The first round of amendments wisely cut out all of that nullification nonsense. What is left is a piece of legislation that is a weak version of the Healthcare Freedom Acts passed by several states in recent years (and defeated in North Dakota in 2010). Call it what you will, but it’s not nullification.
Unfortunately, the final legislation also watered down the constitutional statement against Obamacare: the final bill states only that Obamacare (along with the Health Care and Education Reconciliation Act) “likely are not authorized by the United States Constitution and may violate its true meaning and intent as given by the founders and ratifiers.” Such indecisive legislative language leaves the matter in the hands of others (e.g., the Supreme Court), an odd case of timidity given that North Dakota has previously joined twenty-six other states in challenging the constitutionality of Obamacare in federal court.

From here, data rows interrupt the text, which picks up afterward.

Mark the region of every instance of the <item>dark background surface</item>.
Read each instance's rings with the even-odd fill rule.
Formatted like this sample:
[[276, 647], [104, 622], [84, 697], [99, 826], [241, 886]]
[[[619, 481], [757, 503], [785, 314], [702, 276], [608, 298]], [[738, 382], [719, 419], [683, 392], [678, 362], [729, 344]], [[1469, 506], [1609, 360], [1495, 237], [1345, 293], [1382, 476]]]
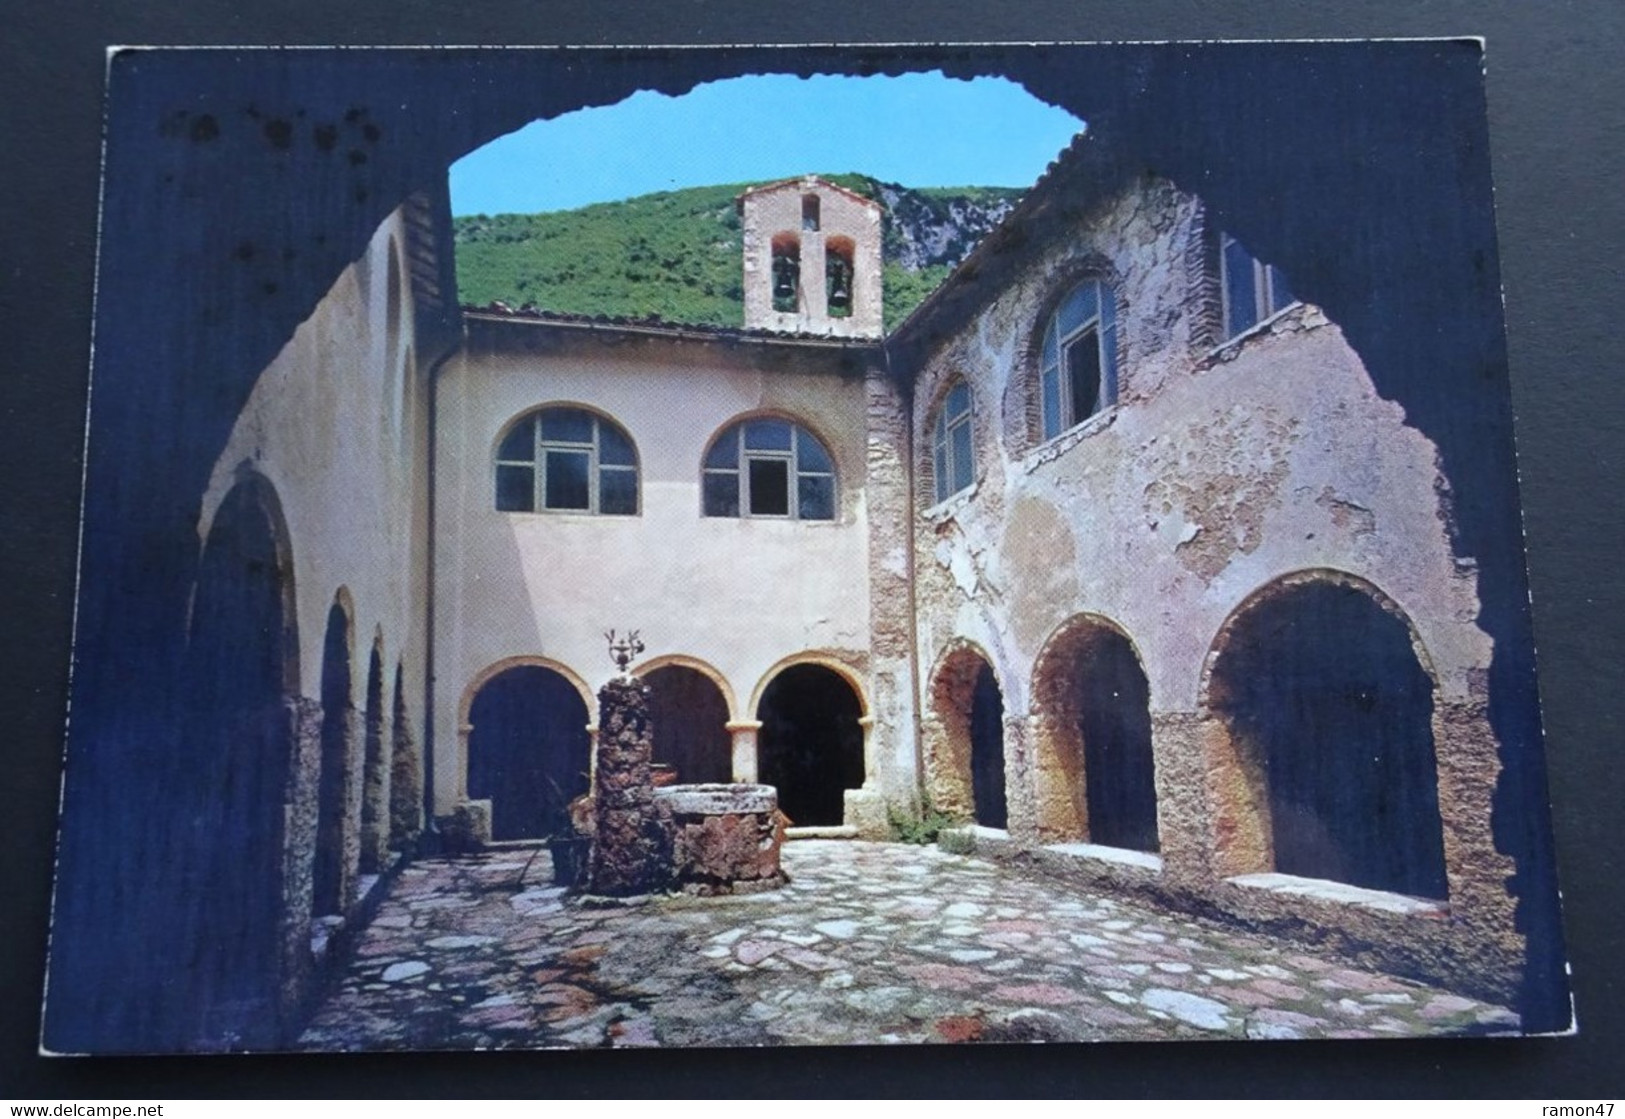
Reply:
[[[0, 1097], [751, 1093], [1080, 1095], [1621, 1094], [1625, 1048], [1614, 564], [1616, 446], [1625, 393], [1610, 328], [1625, 302], [1625, 11], [1603, 3], [1253, 3], [1220, 17], [1155, 0], [782, 11], [687, 0], [619, 13], [518, 2], [457, 11], [359, 0], [167, 11], [28, 0], [0, 45], [4, 374], [5, 757], [0, 854]], [[1335, 12], [1335, 14], [1334, 14]], [[109, 43], [656, 43], [1290, 38], [1479, 34], [1487, 39], [1492, 156], [1512, 389], [1541, 656], [1559, 866], [1582, 1035], [1534, 1041], [1221, 1044], [940, 1050], [52, 1060], [34, 1057], [64, 723], [82, 417], [95, 251], [102, 48]], [[109, 914], [116, 921], [116, 914]]]

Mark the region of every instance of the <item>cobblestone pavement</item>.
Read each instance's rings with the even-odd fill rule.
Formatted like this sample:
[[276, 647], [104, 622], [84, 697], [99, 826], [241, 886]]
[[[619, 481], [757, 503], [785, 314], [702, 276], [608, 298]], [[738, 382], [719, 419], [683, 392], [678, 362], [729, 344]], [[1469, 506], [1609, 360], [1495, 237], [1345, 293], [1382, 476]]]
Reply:
[[589, 907], [545, 850], [406, 867], [306, 1049], [1391, 1037], [1508, 1010], [934, 848], [786, 845], [791, 883]]

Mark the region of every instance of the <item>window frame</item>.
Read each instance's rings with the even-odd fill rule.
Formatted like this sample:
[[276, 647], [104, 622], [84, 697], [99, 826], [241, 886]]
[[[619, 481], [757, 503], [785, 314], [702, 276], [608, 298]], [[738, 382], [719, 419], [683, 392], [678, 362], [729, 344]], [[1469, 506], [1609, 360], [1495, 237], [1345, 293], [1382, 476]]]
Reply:
[[[570, 439], [548, 438], [542, 434], [542, 418], [549, 412], [579, 412], [592, 421], [592, 439], [583, 442]], [[531, 425], [531, 458], [513, 459], [503, 458], [502, 445], [512, 436], [514, 429], [520, 424]], [[614, 428], [616, 433], [626, 442], [631, 452], [632, 462], [606, 463], [603, 461], [603, 429], [604, 425]], [[548, 452], [564, 454], [585, 454], [587, 458], [587, 504], [580, 506], [551, 506], [547, 502], [547, 462]], [[492, 455], [492, 506], [498, 513], [514, 514], [575, 514], [590, 517], [638, 517], [643, 514], [643, 467], [638, 459], [638, 446], [631, 434], [619, 423], [608, 416], [584, 407], [580, 404], [544, 404], [540, 408], [533, 408], [509, 423], [502, 429], [497, 437], [496, 450]], [[530, 505], [525, 509], [504, 509], [497, 504], [501, 495], [501, 475], [504, 467], [528, 467], [531, 471], [530, 479]], [[611, 473], [630, 474], [632, 476], [632, 509], [629, 512], [604, 512], [603, 501], [603, 475]]]
[[[1236, 296], [1230, 276], [1229, 257], [1232, 247], [1239, 249], [1252, 265], [1252, 283], [1250, 285], [1253, 308], [1252, 321], [1235, 329], [1231, 329], [1230, 326], [1230, 311]], [[1286, 299], [1278, 298], [1278, 286], [1285, 289]], [[1301, 302], [1303, 300], [1293, 294], [1291, 281], [1287, 279], [1284, 269], [1278, 265], [1265, 264], [1259, 260], [1248, 251], [1247, 246], [1243, 245], [1239, 238], [1228, 233], [1219, 234], [1219, 323], [1224, 342], [1240, 338], [1248, 331], [1269, 322], [1282, 311]], [[1223, 345], [1224, 343], [1221, 342], [1220, 344]]]
[[[965, 408], [962, 412], [953, 413], [954, 393], [960, 388], [965, 390]], [[955, 377], [950, 381], [937, 403], [935, 415], [931, 424], [931, 487], [932, 504], [940, 505], [976, 484], [976, 394], [971, 391], [970, 382], [964, 377]], [[960, 464], [954, 459], [954, 434], [961, 427], [968, 429], [968, 455], [963, 464], [963, 480], [958, 477], [956, 469]], [[944, 466], [949, 469], [944, 470]], [[958, 484], [955, 485], [955, 482]]]
[[[790, 429], [790, 446], [788, 449], [747, 447], [745, 445], [745, 432], [752, 423], [760, 422], [782, 423]], [[727, 440], [734, 441], [734, 465], [712, 466], [711, 457], [717, 449]], [[801, 440], [810, 439], [829, 463], [828, 470], [804, 470], [801, 468]], [[751, 509], [750, 463], [752, 462], [782, 462], [785, 464], [785, 508], [784, 513], [757, 513]], [[706, 507], [705, 479], [712, 475], [732, 475], [735, 479], [738, 512], [712, 513]], [[827, 517], [805, 517], [801, 514], [801, 479], [802, 478], [828, 478], [830, 486], [830, 515]], [[752, 520], [752, 521], [801, 521], [808, 524], [837, 524], [841, 519], [841, 483], [840, 472], [836, 469], [835, 456], [830, 453], [829, 445], [815, 432], [799, 420], [788, 416], [766, 414], [746, 416], [737, 419], [725, 426], [722, 431], [706, 445], [705, 453], [700, 458], [700, 516], [720, 520]]]
[[[1071, 301], [1073, 294], [1085, 286], [1093, 286], [1095, 289], [1095, 312], [1071, 327], [1063, 337], [1059, 333], [1062, 309]], [[1095, 335], [1096, 353], [1100, 362], [1100, 383], [1096, 388], [1093, 410], [1088, 415], [1079, 416], [1075, 414], [1073, 397], [1076, 393], [1068, 355], [1091, 331]], [[1051, 363], [1047, 356], [1052, 333], [1055, 334], [1054, 363]], [[1038, 397], [1040, 443], [1057, 439], [1117, 405], [1117, 366], [1120, 349], [1117, 336], [1117, 292], [1110, 281], [1099, 276], [1085, 276], [1069, 285], [1061, 298], [1051, 304], [1049, 314], [1044, 318], [1043, 333], [1038, 339], [1038, 378], [1034, 391]], [[1055, 372], [1057, 398], [1053, 414], [1048, 403], [1049, 394], [1045, 384], [1051, 370]], [[1053, 430], [1050, 424], [1052, 418]]]

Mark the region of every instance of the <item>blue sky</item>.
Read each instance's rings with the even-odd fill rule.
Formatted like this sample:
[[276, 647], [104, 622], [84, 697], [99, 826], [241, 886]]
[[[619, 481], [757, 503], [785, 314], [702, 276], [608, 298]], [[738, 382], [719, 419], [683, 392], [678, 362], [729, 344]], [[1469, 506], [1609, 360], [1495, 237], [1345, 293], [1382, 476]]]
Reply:
[[452, 164], [454, 214], [541, 213], [809, 171], [1027, 186], [1083, 127], [1004, 78], [766, 74], [535, 121]]

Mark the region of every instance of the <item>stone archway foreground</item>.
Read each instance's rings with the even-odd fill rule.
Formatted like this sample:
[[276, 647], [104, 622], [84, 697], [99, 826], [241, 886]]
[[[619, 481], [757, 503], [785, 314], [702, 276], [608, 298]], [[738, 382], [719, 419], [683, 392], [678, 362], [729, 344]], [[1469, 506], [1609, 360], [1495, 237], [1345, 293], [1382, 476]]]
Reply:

Well, North Dakota, is it unconstitutional or not?
If we are going to get rid of Obamacare and its assault on the Constitution we are going to have to remain focused and united. Loose talk claiming a state’s independent authority to declare federal law null and void at will not only confuses the situation but also undermines our constitutional credibility. States have the right–indeed, the responsibility–to push their own constitutional opinions about federal laws. They can go so far as to challenge those laws and “interpose” themselves (as James Madison advocated) between the federal government and their citizens. The objective is to change the objectionable law, stop its implementation and challenge it at every possible point. But an individual state (as Madison pointed out in 1798, 1800 and again in the Nullification Crisis of 1832) can’t take the law in to its own hands in violation of the U. S. Constitution and the rule of law.
The American people—not the federal government or individual states—are the sovereign in our constitutional system. Their sovereign opinions rule through elections expressing their will, at the state level and at the federal level and, if necessary, through the process of constitutional amendment.
Despite its confusion, North Dakota is to be commended for joining several other states, following the lead of Idaho (and recently Wyoming, South Dakota and Arizona) that considered and then rejected the unconstitutional and unlawful claim of state nullification.